As a referee I see many players that wear shin guards that are too small or ill-fitting. Players typically view them as a necessary evil and feel that their weight interferes with their leg movements. Very few understand how critical shin guards are.
One youth player I know very well plays central defender on a top U13 team and really doesn’t like to wear them (here’s looking at you Sammy). She wears what looks like shin guards that are size XS and she also doesn’t like to pull her socks up. Half of her shin is exposed, the shin guards don’t stay in place (they rotate around her legs), and often fall out during games. My kids don’t like them either and try to wear a size down.

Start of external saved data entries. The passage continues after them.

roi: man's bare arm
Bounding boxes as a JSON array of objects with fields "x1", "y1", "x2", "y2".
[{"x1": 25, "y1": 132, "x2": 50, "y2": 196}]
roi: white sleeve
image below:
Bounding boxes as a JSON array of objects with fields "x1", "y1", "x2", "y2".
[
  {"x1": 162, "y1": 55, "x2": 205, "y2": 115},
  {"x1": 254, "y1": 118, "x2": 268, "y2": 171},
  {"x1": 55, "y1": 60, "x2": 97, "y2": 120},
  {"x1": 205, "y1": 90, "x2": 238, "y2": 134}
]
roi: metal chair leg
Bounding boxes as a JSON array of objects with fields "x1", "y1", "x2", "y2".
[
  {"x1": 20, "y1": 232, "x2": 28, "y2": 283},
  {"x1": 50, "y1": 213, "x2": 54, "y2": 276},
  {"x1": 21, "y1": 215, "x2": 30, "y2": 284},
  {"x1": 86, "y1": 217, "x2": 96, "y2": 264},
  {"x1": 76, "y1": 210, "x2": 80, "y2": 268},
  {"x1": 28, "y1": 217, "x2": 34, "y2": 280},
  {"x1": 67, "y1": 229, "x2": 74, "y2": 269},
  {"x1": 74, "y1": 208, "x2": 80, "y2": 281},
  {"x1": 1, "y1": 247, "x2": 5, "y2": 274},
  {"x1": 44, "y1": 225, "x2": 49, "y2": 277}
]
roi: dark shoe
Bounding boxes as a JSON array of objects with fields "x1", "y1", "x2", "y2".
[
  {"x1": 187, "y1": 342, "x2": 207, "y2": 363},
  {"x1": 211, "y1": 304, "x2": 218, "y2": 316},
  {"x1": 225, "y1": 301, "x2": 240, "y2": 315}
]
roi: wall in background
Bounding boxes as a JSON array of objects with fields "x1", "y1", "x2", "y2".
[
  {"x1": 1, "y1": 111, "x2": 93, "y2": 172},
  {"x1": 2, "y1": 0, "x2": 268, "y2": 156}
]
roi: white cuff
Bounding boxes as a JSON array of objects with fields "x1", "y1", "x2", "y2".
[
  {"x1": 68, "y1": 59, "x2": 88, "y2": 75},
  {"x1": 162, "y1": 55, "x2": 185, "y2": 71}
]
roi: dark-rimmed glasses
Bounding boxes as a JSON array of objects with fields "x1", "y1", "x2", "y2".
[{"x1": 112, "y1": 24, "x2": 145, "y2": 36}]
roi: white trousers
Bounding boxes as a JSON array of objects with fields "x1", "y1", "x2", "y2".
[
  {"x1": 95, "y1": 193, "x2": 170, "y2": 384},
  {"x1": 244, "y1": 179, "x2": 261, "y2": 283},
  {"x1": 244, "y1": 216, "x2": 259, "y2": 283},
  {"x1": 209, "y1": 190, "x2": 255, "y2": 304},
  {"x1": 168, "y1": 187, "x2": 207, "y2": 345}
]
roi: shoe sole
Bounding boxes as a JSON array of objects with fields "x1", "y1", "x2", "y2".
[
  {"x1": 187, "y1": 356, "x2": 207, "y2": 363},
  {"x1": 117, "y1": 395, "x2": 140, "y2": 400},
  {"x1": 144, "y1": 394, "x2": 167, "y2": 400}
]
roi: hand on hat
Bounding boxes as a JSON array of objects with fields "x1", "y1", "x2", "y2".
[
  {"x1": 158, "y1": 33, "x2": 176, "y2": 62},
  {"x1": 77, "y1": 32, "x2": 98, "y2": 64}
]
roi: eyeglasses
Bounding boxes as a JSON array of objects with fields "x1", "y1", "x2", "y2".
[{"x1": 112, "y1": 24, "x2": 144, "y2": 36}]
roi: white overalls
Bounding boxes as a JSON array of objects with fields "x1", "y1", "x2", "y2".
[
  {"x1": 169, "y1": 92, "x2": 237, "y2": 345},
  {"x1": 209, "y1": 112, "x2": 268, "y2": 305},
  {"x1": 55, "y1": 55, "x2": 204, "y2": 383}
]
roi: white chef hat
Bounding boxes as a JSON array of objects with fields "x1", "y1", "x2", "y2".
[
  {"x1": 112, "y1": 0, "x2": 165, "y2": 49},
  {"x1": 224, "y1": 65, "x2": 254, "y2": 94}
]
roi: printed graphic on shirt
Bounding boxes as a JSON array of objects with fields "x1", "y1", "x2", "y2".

Shin guards worn during soccer matches can reduce the force delivered by a kick to the leg by 44-77%, depending on the type of protective guard worn. A study conducted at the Institute for the Preventative Sports Medicine and reported in the Clinical Journal of Sports Medicine concluded that shin guards can significantly reduce the risk of injury.
The shin is the third most common area of the body injured in soccer (after the ankle and the knee). Blows to the shin commonly occur when players kick each other instead of kicking the ball. Bruises and fractures are the likely injuries resulting from being kicked in the leg. (At this point I was going to post an image of a soccer player’s broken leg, but it’s simply too distressing to see. Google ‘broken leg soccer’ images if you’re feeling up to it.)
The force delivered by a kick from a fast moving player is enormous. This weekend I refereed a U17 boys game and at one point a kick was delivered by an outstretched leg (or possibly two at the same time – it happened too quickly for me to be sure) to the shin area of another player. Both players were traveling at high speed to be first to the ball. I am absolutely convinced that the leg would have snapped in half (or at least fractured badly) if it wasn’t for the shin guards and probably a somewhat off-center impact.
This kind of impact can easily occur at younger age groups too, and for both boys and girls. Older boys and girls deliver more force, but also have stronger legs. Younger boys and girls don’t deliver the same force, of course, but they also have weaker legs that don’t need much force to be seriously injured. And a player’s leg will never be the same after this kind of injury.
Please wear the right-sized quality shin guards and pull your socks up, Sammy. Thank you!
P.S.: Make sure to replace them every season and/or wash them regularly. They get very sweaty and dirty and typically don’t get cleaned. Your son/daughter is more likely to wear them and not develop a rash.